Case Briefs
Case(s): New York Times Co. v. Sullivan, 376 U.S. 254 (1964)
L.B. Sullivan, an elected official in Montgomery, Alabama, filed suit in an Alabama state court alleging that he had been libeled by an advertisement in the New York Times newspaper, which included defamatory statements describing the maltreatment of African American students protesting segregation by police under Sullivan’s supervision.
State Court Proceedings
The trial judge instructed the jury that such statements were “libelous per se,” and thus, legal injury was implied without proof of actual damages, and that, for the purpose of compensatory damages, malice was presumed, so that damages could be awarded against petitioners if the statements were found to have been published by the Times and to have related to Sullivan. In terms of punitive damages, the judge instructed that mere negligence was not evidence of actual malice, and would not justify an award of punitive damages. He did not instruct the jury that actual intent to harm or recklessness had to be found before punitive damages could be awarded, or that a verdict for Sullivan should differentiate between compensatory and punitive damages. The jury found for Sullivan, and the State Supreme Court affirmed.
Supreme Court Decision
Taking on the case, the Supreme Court held that a State cannot, under the First and Fourteenth Amendments, award damages to a public official for defamatory falsehood relating to his official conduct unless he proves “actual malice” – that the statement was made with knowledge of its falsity or with reckless disregard of whether it was true or false.
Writing for the court in a decision March 9, 1964, Justice Brennan stated that …
(a) Application by state courts of a rule of law, whether statutory or not, to award a judgment in a civil action, is “state action” under the Fourteenth Amendment.
(b) Expression does not lose constitutional protection to which it would otherwise be entitled because it appears in the form of a paid advertisement.
(c) Factual error, content defamatory of official reputation, or both, are insufficient to warrant an award of damages for false statements unless “actual malice” – knowledge that statements are false or in reckless disregard of the truth – is alleged and proved.

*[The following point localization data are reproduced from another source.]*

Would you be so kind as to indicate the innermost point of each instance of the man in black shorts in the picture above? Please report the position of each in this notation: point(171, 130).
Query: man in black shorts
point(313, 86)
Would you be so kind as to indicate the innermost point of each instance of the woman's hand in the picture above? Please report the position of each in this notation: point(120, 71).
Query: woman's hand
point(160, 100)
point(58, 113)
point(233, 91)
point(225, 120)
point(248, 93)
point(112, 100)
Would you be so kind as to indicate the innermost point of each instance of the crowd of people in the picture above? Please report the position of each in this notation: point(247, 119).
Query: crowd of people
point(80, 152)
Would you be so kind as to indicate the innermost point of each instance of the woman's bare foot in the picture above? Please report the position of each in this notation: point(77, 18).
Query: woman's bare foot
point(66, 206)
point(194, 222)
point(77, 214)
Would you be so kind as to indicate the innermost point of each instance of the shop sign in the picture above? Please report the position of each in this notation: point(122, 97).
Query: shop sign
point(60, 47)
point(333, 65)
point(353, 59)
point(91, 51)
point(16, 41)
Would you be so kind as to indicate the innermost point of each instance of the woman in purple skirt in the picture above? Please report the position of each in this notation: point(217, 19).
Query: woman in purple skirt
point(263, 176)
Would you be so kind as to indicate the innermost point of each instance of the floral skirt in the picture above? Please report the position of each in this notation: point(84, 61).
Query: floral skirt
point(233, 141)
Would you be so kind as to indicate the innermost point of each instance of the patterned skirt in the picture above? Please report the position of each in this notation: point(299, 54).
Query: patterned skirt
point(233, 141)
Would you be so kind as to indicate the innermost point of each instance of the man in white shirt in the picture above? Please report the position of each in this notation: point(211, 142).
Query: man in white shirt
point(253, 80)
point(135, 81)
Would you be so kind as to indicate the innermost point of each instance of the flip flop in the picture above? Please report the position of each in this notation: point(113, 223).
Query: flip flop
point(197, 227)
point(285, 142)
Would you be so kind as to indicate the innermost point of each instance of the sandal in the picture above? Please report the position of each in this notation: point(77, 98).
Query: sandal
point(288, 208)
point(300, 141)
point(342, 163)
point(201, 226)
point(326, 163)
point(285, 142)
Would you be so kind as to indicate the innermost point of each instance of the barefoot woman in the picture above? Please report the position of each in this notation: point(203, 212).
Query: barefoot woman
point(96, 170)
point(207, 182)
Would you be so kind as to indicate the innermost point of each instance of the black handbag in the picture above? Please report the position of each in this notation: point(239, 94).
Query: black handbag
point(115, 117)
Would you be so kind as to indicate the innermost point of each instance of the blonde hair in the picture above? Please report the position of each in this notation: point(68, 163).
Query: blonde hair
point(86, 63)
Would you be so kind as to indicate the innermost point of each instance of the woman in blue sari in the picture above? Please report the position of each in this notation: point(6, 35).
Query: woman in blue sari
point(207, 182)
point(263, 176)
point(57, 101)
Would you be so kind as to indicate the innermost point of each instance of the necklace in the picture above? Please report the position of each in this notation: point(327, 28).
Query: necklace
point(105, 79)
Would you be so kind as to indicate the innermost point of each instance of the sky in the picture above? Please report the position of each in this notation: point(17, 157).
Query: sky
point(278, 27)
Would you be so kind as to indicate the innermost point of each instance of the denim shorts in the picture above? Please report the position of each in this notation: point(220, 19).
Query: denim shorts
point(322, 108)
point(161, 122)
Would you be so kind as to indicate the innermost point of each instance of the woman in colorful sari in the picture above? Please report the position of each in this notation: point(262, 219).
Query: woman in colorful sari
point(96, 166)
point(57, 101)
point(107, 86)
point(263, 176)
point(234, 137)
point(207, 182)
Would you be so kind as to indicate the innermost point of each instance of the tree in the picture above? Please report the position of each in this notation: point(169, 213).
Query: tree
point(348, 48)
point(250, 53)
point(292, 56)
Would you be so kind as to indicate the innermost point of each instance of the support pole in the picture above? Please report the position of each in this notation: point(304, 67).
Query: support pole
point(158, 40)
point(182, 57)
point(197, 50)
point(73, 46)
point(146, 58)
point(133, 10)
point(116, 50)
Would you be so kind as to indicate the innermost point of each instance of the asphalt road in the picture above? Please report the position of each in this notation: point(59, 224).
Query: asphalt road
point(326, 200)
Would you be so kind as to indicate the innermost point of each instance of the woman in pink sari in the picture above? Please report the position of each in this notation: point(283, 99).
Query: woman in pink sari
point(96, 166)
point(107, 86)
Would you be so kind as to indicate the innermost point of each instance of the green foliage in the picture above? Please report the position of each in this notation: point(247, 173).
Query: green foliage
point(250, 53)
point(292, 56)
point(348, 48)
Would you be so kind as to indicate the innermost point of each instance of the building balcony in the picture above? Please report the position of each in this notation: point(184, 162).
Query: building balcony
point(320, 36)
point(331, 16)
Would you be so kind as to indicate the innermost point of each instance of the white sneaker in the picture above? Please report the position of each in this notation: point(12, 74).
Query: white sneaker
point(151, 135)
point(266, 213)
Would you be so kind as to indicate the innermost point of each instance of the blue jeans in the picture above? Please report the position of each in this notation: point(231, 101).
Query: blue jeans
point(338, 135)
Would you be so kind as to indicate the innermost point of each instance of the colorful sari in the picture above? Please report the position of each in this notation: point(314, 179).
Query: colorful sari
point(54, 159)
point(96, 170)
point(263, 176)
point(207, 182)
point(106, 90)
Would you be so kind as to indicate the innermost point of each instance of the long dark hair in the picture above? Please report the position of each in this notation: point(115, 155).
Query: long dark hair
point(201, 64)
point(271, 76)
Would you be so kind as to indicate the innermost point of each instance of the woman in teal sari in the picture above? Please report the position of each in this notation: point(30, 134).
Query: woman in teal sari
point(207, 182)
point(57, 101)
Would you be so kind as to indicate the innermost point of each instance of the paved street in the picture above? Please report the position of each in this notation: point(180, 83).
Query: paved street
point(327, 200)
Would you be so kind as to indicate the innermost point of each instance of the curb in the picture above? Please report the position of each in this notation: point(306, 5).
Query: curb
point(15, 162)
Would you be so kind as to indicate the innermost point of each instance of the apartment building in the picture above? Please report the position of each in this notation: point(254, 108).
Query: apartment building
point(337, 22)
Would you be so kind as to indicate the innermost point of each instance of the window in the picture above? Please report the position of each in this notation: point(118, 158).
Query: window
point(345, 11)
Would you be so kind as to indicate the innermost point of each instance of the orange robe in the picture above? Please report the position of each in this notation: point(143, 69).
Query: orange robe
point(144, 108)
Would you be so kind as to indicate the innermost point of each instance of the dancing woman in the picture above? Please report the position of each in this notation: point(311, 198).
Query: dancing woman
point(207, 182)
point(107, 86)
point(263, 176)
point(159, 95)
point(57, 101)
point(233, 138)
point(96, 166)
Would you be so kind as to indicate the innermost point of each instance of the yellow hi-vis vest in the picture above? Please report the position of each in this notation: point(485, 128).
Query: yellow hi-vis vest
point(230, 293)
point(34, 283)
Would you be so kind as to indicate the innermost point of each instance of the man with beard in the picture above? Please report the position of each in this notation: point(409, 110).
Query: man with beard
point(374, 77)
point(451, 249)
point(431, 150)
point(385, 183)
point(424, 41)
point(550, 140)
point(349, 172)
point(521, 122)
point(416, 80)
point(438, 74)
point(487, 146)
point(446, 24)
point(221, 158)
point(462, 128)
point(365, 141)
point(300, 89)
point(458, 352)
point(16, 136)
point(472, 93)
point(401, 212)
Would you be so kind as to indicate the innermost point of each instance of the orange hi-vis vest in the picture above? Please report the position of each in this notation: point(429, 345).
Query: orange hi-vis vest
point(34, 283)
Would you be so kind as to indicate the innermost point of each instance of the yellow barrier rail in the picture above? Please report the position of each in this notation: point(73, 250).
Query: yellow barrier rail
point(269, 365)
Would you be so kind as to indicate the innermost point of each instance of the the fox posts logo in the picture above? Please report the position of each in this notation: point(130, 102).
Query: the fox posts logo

(d) State court judgment entered upon a general verdict which does not differentiate between punitive damages, as to which, under state law, actual malice must be proved, and general damages, as to which it is “presumed,” precludes any determination as to the basis of the verdict, and requires reversal, where presumption of malice is inconsistent with federal constitutional requirements.
(e) The evidence was constitutionally insufficient to support the judgment for Sullivan, since it failed to support a finding that the statements were made with actual malice or that they related to Sullivan.